The retina is divided into three zones based on how far from the center of the retina the disease occurs. Zone 1 is the innermost area at the center of the retina, Zone 2 is the middle area surrounding the center, and Zone 3 is the outer edge. Disease in Zone 1 is generally more serious because it affects the most critical part of the retina used for detailed central vision.[6]
There are five stages of ROP, ranging from Stage 1 (mild) to Stage 5 (severe). In Stages 1 and 2, doctors observe a line or ridge developing on the retina where normal and abnormal growth meet. Most babies in these early stages get better on their own without treatment and go on to have healthy vision. Doctors watch these babies carefully with regular examinations to make sure the condition doesn’t worsen.[1]
Stage 3 is when fragile new blood vessels begin growing abnormally on the retina. Some babies at this stage still recover without treatment, but others need intervention to stop the abnormal vessels from damaging the retina and causing detachment. This is typically when doctors begin treatment if the disease appears to be progressing.[6]
In Stage 4, the retina has started to detach partially from its normal position. Stage 5 is the most severe, with complete retinal detachment. Both of these advanced stages are very serious and usually require surgery. Even with treatment, babies at these stages may experience significant vision loss or blindness, which is why early detection and treatment at Stage 3 is so important.[8]
Doctors also look for something called “plus disease,” which means the blood vessels in the retina have become thick, twisted, and wavy. The presence of plus disease indicates more severe ROP that is more likely to progress and require treatment.[6]
Changes in Normal Body Function
To understand what goes wrong in retinopathy of prematurity, it helps to know how retinal blood vessels normally develop. During healthy fetal development, blood vessels grow from the center of the retina outward in an orderly pattern, guided by low oxygen levels in the developing tissue. These vessels stay within the plane of the retina, providing oxygen and nutrients to support the retinal cells that will eventually enable vision.[4]
When a baby is born prematurely, this carefully orchestrated process is disrupted. The incomplete blood vessel network stops growing temporarily. The retina, sensing it needs more oxygen and nutrients, begins producing growth factors—chemical signals that normally direct blood vessel formation. In some premature babies, the retina overproduces these growth factors in response to the disrupted development.[10]
This overproduction leads to abnormal blood vessel growth, with vessels growing in disorganized patterns and sometimes growing up from the retina into the gel-like vitreous humor that fills the eye, rather than staying flat within the retinal tissue where they belong. These abnormal vessels have weak, leaky walls that allow fluid and blood to seep out, causing swelling and bleeding in the retina.[4]

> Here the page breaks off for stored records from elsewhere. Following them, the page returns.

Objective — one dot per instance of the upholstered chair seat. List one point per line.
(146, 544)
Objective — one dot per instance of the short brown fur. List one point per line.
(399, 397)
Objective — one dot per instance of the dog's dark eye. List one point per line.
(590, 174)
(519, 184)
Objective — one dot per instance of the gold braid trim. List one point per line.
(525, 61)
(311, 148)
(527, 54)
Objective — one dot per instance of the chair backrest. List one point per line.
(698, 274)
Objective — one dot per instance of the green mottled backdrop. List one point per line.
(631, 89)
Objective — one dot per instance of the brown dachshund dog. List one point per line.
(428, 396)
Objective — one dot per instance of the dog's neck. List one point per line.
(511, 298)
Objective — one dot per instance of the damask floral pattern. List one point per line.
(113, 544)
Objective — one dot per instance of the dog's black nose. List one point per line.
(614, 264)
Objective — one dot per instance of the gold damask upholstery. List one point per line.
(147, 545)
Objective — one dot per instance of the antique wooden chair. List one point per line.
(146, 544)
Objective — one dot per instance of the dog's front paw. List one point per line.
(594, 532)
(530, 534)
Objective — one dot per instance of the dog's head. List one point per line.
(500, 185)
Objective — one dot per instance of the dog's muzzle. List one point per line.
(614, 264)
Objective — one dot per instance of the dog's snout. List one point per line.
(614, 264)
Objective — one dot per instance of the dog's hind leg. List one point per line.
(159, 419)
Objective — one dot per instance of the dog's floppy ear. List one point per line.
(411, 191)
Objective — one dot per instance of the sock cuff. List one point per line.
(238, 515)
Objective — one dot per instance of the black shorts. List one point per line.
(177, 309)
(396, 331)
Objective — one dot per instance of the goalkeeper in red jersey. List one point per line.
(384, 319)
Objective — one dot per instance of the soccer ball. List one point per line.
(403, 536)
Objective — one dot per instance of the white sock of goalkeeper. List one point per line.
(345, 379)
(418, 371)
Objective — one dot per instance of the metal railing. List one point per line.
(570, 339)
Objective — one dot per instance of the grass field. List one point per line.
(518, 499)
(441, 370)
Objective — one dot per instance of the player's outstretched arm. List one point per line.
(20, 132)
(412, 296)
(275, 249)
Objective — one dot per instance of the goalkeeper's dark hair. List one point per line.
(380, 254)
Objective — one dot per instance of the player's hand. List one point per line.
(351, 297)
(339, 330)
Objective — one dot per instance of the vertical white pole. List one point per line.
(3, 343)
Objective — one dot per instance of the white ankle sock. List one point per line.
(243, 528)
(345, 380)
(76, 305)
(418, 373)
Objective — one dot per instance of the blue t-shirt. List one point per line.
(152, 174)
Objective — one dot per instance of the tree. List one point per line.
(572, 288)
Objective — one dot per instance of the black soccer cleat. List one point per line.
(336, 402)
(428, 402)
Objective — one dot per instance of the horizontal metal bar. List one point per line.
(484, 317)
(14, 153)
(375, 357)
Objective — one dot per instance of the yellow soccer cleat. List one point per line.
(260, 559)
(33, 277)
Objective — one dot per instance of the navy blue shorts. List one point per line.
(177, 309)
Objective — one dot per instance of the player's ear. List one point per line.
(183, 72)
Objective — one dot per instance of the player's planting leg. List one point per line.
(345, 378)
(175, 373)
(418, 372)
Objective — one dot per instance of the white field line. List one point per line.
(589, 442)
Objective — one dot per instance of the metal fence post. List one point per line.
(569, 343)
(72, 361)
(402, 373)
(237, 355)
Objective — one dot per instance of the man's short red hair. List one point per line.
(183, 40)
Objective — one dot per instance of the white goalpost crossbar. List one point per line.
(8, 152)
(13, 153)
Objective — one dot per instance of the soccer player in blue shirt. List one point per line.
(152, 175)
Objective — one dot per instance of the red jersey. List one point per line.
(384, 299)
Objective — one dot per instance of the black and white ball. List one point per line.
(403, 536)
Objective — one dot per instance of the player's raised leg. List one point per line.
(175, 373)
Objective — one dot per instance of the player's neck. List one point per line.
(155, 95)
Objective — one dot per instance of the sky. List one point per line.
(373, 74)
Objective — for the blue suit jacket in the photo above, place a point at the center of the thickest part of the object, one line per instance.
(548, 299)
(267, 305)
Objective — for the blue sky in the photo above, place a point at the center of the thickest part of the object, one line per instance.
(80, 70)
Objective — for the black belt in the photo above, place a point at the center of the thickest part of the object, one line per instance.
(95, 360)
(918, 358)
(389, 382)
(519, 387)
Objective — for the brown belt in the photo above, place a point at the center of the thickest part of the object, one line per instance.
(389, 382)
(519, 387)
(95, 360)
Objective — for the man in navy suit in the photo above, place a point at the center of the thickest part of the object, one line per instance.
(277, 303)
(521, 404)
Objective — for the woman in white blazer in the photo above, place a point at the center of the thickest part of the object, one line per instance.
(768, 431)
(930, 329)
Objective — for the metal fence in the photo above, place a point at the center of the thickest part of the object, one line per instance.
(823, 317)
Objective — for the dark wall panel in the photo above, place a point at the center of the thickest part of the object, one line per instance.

Along with the abnormal blood vessels, fibrous scar tissue develops. This fibrovascular tissue is a combination of disorganized blood vessels and scar material. As the scar tissue matures, it contracts and shrinks. Because it’s attached to the retina, this contraction creates tension that can pull the retina away from the supportive layers underneath it. Once the retina detaches, the light-sensitive cells can no longer function properly, resulting in vision loss in that area.[4]
The key problem in ROP is this fibrovascular proliferation—the abnormal growth of blood vessels combined with scar tissue formation. While this process sometimes regresses on its own as the baby matures, it frequently progresses, especially in the smallest and most premature infants. Multiple factors influence whether the disease will spontaneously improve or worsen, including the baby’s overall health, birth weight, how early the baby was born, and the specific stage and location of ROP when first diagnosed.[4]